While you provide some sample data and thus a reproducible example, the sample seems not to operate on 17 months. I did not check the example for further consistency.
library(tidyverse)
library(lubridate)
# first problem - each ID needs a month entry for our time horizon ---------------
## define the time horizon
Month_Bin <- seq(from = min(Example_DF$Start_Date)
, to = max(Example_DF$End_Date)
, by = "month")
## expand your (here first 2 entries) over the time horizon
Example_DF[1:2,] %>% # with [1:2,] the df is truncated to the first 2 rows - remove for full example
expand(ID, Month_Bin)
# combine with original data set to calculate conditions -----------------------
Example_DF[1:2,] %>%
expand(ID, Month_Bin) %>%
left_join(Example_DF, by = "ID")
# with this data we can now work on the conditions and --------------------------
# determine the days
Example_DF[1:2,] %>%
expand(ID, Month_Bin) %>%
left_join(Example_DF, by = "ID") %>%
## --------------- let's define whether the Month_Bin is before Exposure
## --------------- lubridate let's you work with "floored" dates ~ first of month
mutate(
Unexposed = floor_date( Exposure, "month") > floor_date(Month_Bin, "month")

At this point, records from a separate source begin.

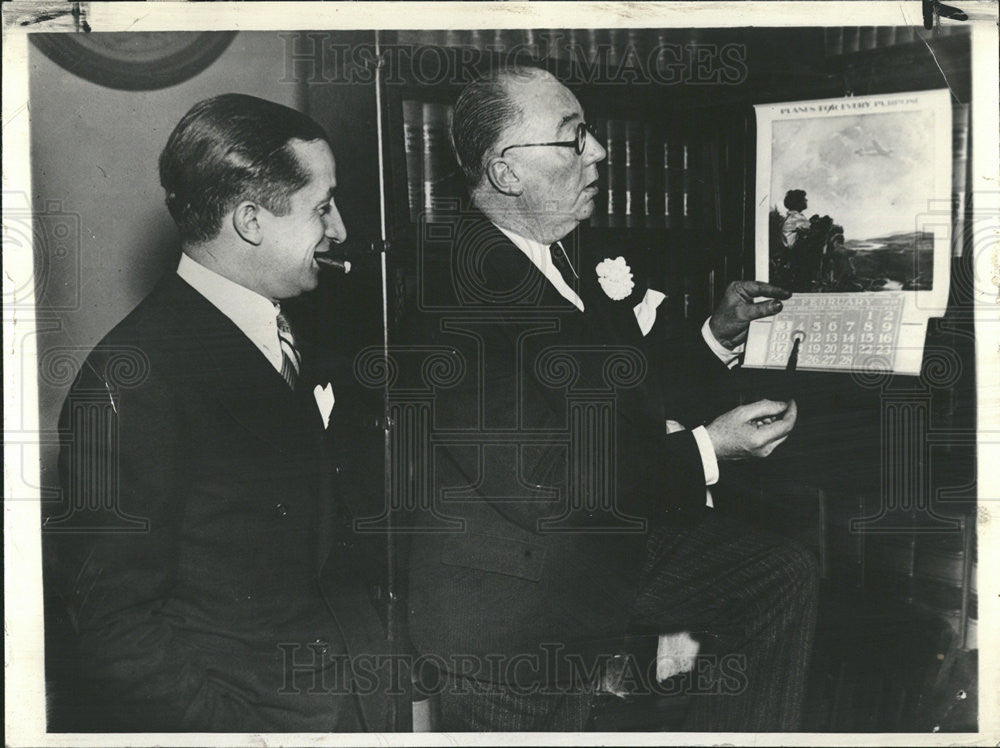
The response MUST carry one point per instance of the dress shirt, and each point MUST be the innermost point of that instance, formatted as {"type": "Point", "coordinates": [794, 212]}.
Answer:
{"type": "Point", "coordinates": [255, 315]}
{"type": "Point", "coordinates": [539, 255]}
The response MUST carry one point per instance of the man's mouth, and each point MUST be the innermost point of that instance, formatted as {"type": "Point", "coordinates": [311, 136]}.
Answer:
{"type": "Point", "coordinates": [324, 259]}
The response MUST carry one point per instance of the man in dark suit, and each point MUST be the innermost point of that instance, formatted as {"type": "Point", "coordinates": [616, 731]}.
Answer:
{"type": "Point", "coordinates": [572, 503]}
{"type": "Point", "coordinates": [202, 552]}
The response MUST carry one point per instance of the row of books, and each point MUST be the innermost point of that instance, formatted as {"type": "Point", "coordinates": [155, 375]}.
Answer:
{"type": "Point", "coordinates": [845, 40]}
{"type": "Point", "coordinates": [616, 46]}
{"type": "Point", "coordinates": [645, 179]}
{"type": "Point", "coordinates": [636, 45]}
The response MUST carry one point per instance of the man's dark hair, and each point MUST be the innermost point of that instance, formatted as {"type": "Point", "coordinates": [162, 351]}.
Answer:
{"type": "Point", "coordinates": [795, 200]}
{"type": "Point", "coordinates": [483, 111]}
{"type": "Point", "coordinates": [229, 148]}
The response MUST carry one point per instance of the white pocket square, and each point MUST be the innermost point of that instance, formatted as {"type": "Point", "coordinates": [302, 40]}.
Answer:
{"type": "Point", "coordinates": [324, 401]}
{"type": "Point", "coordinates": [645, 310]}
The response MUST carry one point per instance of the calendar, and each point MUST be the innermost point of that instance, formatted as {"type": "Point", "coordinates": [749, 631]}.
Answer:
{"type": "Point", "coordinates": [854, 218]}
{"type": "Point", "coordinates": [848, 332]}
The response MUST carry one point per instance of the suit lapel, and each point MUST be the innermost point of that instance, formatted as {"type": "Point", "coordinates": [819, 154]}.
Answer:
{"type": "Point", "coordinates": [241, 379]}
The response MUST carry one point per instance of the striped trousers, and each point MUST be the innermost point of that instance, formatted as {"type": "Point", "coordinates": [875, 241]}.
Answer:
{"type": "Point", "coordinates": [748, 597]}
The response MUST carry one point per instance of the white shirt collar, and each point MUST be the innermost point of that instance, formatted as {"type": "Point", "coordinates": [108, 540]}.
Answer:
{"type": "Point", "coordinates": [539, 255]}
{"type": "Point", "coordinates": [254, 314]}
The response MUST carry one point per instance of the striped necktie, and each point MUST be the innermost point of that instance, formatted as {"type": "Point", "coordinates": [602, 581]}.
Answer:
{"type": "Point", "coordinates": [291, 361]}
{"type": "Point", "coordinates": [562, 264]}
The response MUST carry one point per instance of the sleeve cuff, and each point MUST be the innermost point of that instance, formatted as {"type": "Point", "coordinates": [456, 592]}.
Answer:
{"type": "Point", "coordinates": [729, 357]}
{"type": "Point", "coordinates": [708, 462]}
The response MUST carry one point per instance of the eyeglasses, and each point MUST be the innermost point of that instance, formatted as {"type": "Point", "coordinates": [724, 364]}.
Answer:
{"type": "Point", "coordinates": [578, 143]}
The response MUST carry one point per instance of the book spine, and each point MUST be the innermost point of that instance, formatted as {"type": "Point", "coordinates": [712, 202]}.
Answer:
{"type": "Point", "coordinates": [668, 181]}
{"type": "Point", "coordinates": [616, 173]}
{"type": "Point", "coordinates": [435, 127]}
{"type": "Point", "coordinates": [413, 143]}
{"type": "Point", "coordinates": [653, 167]}
{"type": "Point", "coordinates": [685, 182]}
{"type": "Point", "coordinates": [634, 187]}
{"type": "Point", "coordinates": [600, 215]}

, Exposed = floor_date(Exposure, "month") < floor_date(Month_Bin, "month")) %>%
## -------------- now you can detemine the days per month based on the condition
## -------------- multiple if-else() conditions are nicely packed into case_when
mutate(
Unexposed_Days = case_when(
Unexposed & !Exposed ~ days_in_month(Month_Bin)
,!Unexposed & !Exposed ~ as.integer(difftime(Exposure, Month_Bin, "days"))

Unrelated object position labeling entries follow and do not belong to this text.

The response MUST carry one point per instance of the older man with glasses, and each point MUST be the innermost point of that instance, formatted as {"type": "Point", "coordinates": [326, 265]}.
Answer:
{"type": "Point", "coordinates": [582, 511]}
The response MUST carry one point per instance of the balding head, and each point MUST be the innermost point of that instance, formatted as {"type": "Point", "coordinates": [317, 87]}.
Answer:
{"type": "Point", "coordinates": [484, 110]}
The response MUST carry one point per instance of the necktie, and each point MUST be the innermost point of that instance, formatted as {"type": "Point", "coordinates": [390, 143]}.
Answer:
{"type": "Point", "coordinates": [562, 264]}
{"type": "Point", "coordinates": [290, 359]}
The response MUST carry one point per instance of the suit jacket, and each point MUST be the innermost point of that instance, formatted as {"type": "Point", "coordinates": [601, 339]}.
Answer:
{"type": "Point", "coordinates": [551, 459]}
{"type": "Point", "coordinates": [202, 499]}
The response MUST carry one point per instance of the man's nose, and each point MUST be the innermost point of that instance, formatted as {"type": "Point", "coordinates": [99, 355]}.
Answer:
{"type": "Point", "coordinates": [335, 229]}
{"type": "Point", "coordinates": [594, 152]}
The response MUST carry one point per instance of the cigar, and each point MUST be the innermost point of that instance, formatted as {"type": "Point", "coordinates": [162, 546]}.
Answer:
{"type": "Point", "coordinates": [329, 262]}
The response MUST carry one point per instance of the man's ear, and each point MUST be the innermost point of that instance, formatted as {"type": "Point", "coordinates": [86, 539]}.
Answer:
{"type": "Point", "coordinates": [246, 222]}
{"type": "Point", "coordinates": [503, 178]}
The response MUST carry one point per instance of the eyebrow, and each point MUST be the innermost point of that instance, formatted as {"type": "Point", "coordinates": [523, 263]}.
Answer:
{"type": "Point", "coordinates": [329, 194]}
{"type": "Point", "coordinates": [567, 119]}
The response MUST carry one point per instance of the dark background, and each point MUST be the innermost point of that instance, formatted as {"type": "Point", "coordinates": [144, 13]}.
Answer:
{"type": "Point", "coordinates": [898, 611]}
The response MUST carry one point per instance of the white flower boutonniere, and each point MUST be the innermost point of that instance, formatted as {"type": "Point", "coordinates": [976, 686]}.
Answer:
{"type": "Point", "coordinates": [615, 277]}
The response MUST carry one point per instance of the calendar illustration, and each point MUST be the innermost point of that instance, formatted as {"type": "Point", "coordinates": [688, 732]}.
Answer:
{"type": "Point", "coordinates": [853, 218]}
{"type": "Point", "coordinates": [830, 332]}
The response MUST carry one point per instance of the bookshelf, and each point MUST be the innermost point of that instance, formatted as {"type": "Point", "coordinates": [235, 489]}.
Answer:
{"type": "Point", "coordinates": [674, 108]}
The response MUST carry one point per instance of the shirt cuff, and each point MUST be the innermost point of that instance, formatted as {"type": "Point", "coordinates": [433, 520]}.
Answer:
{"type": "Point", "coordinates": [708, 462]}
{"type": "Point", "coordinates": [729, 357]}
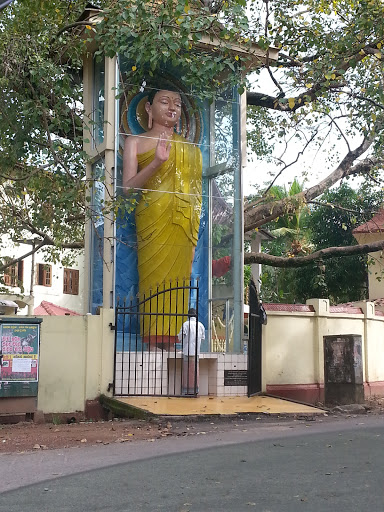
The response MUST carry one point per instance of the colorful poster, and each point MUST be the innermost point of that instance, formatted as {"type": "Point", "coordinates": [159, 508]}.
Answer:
{"type": "Point", "coordinates": [20, 350]}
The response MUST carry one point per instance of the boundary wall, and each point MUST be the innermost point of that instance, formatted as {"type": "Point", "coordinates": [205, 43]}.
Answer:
{"type": "Point", "coordinates": [77, 354]}
{"type": "Point", "coordinates": [293, 350]}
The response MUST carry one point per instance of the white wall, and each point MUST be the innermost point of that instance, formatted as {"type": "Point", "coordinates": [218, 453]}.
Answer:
{"type": "Point", "coordinates": [52, 293]}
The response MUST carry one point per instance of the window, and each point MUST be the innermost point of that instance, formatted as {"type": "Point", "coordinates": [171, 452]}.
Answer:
{"type": "Point", "coordinates": [71, 281]}
{"type": "Point", "coordinates": [13, 275]}
{"type": "Point", "coordinates": [43, 274]}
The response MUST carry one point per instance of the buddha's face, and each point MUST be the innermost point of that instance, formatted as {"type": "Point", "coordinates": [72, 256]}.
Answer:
{"type": "Point", "coordinates": [165, 108]}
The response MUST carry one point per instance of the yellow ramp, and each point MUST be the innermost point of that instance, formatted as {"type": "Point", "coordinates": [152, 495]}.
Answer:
{"type": "Point", "coordinates": [217, 405]}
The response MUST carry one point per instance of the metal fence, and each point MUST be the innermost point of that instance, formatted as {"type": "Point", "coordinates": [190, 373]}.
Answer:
{"type": "Point", "coordinates": [150, 357]}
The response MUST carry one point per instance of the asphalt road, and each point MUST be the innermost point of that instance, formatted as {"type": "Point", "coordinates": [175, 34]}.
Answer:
{"type": "Point", "coordinates": [288, 467]}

,TRUE ~ as.integer(NA) # case_when() requires type consistency for default
)
) %>%
#--------------- for presentation I force the first 20 rows (ignore this)
head(20)
This yields:
# A tibble: 20 x 8
ID Month_Bin End_Date Start_Date Exposure Unexposed Exposed Unexposed_Days
<dbl> <date> <date> <date> <date> <lgl> <lgl> <int>
1 1 1968-01-01 1968-09-21 1968-01-01 1968-02-25 TRUE FALSE 31
2 1 1968-02-01 1968-09-21 1968-01-01 1968-02-25 FALSE FALSE 24
3 1 1968-03-01 1968-09-21 1968-01-01 1968-02-25 FALSE TRUE NA
4 1 1968-04-01 1968-09-21 1968-01-01 1968-02-25 FALSE TRUE NA
5 1 1968-05-01 1968-09-21 1968-01-01 1968-02-25 FALSE TRUE NA
6 1 1968-06-01 1968-09-21 1968-01-01 1968-02-25 FALSE TRUE NA
7 1 1968-07-01 1968-09-21 1968-01-01 1968-02-25 FALSE TRUE NA
8 1 1968-08-01 1968-09-21 1968-01-01 1968-02-25 FALSE TRUE NA
9 1 1968-09-01 1968-09-21 1968-01-01 1968-02-25 FALSE TRUE NA
10 1 1968-10-01 1968-09-21 1968-01-01 1968-02-25 FALSE TRUE NA
11 1 1968-11-01 1968-09-21 1968-01-01 1968-02-25 FALSE TRUE NA
12 1 1968-12-01 1968-09-21 1968-01-01 1968-02-25 FALSE TRUE NA
13 2 1968-01-01 1968-12-11 1968-01-01 1968-06-21 TRUE FALSE 31
14 2 1968-02-01 1968-12-11 1968-01-01 1968-06-21 TRUE FALSE 29
15 2 1968-03-01 1968-12-11 1968-01-01 1968-06-21 TRUE FALSE 31
16 2 1968-04-01 1968-12-11 1968-01-01 1968-06-21 TRUE FALSE 30
17 2 1968-05-01 1968-12-11 1968-01-01 1968-06-21 TRUE FALSE 31
18 2 1968-06-01 1968-12-11 1968-01-01 1968-06-21 FALSE FALSE 20
19 2 1968-07-01 1968-12-11 1968-01-01 1968-06-21 FALSE TRUE NA
20 2 1968-08-01 1968-12-11 1968-01-01 1968-06-21 FALSE TRUE NA
You should be able to construct the required number of days for the exposed case.
Then read up on {tidyr}
and pivot_longer
to spread your long table to a wide format that you want to have.